Today’s filming session didn’t go as planned. First of all the barn was full of people riding their horses. Most evenings I am all by myself and I didn’t expect it to be so busy. So I wanted to do something else first, instead of riding.

Three days ago I have entered a clicker training challenge on a Dutch Facebook page. The assignment is to teach your horse to stand on two little pieces of wood. The pieces are not too big ( 20 x 20 cm) so that is a bit of a challenge. That is what I thought…

I asked Kyra to mount these blocks with her front hooves. That went excellent: within 4 minutes she stood several seconds with both feet on the two pieces of wood. Wow!

Then I saddled Kyra to make the riding video. As promised I would film us cantering with a flag if my HippoLogic FaceBook page would hit 1000 LIKES. Today my page hit the magical number and a few more. That is awesome and I am super happy! My lovely husband offered to be my cameraman, so that was a big help. Thanks!

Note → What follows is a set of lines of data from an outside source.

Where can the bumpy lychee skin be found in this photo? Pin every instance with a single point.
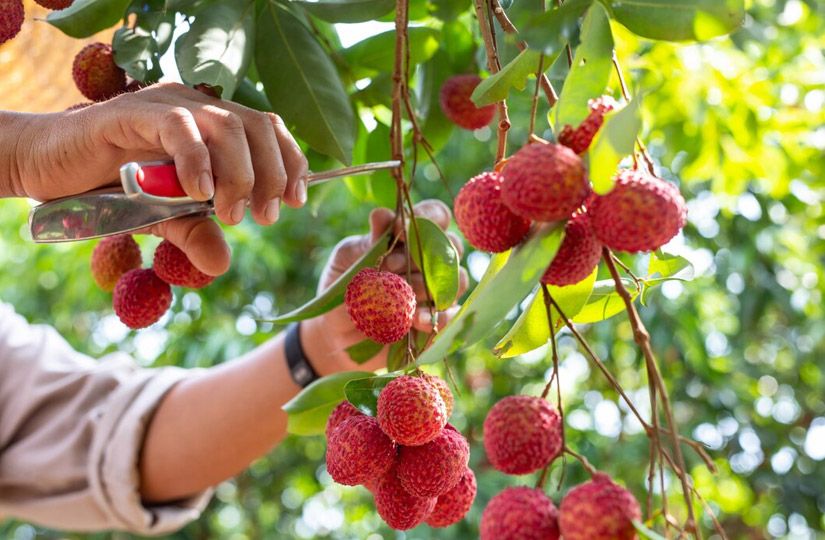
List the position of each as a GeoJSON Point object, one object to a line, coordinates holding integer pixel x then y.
{"type": "Point", "coordinates": [459, 108]}
{"type": "Point", "coordinates": [96, 74]}
{"type": "Point", "coordinates": [141, 298]}
{"type": "Point", "coordinates": [397, 507]}
{"type": "Point", "coordinates": [11, 19]}
{"type": "Point", "coordinates": [579, 139]}
{"type": "Point", "coordinates": [544, 182]}
{"type": "Point", "coordinates": [599, 510]}
{"type": "Point", "coordinates": [432, 469]}
{"type": "Point", "coordinates": [173, 266]}
{"type": "Point", "coordinates": [112, 257]}
{"type": "Point", "coordinates": [411, 411]}
{"type": "Point", "coordinates": [483, 217]}
{"type": "Point", "coordinates": [522, 434]}
{"type": "Point", "coordinates": [520, 513]}
{"type": "Point", "coordinates": [380, 304]}
{"type": "Point", "coordinates": [358, 451]}
{"type": "Point", "coordinates": [454, 505]}
{"type": "Point", "coordinates": [578, 254]}
{"type": "Point", "coordinates": [641, 213]}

I remember starting my FB page and I was struggling to get likes from family and friends. The 500 was a big breakthrough and I decided to make a photo shoot with Kyra picking up a flag which said ‘500 LIKES and a thumbs up’, see  here.

After riding and videoing the canter I did a second session with the blocks which took only half the time: 2 minutes. I am so proud of my clicker trained horse. Especially because my 4 year old son is also in that video and he is waving the flag in front of us while I am training Kyra to mount the little blocks. He is distracting everybody, but Kyra only pays attention to me.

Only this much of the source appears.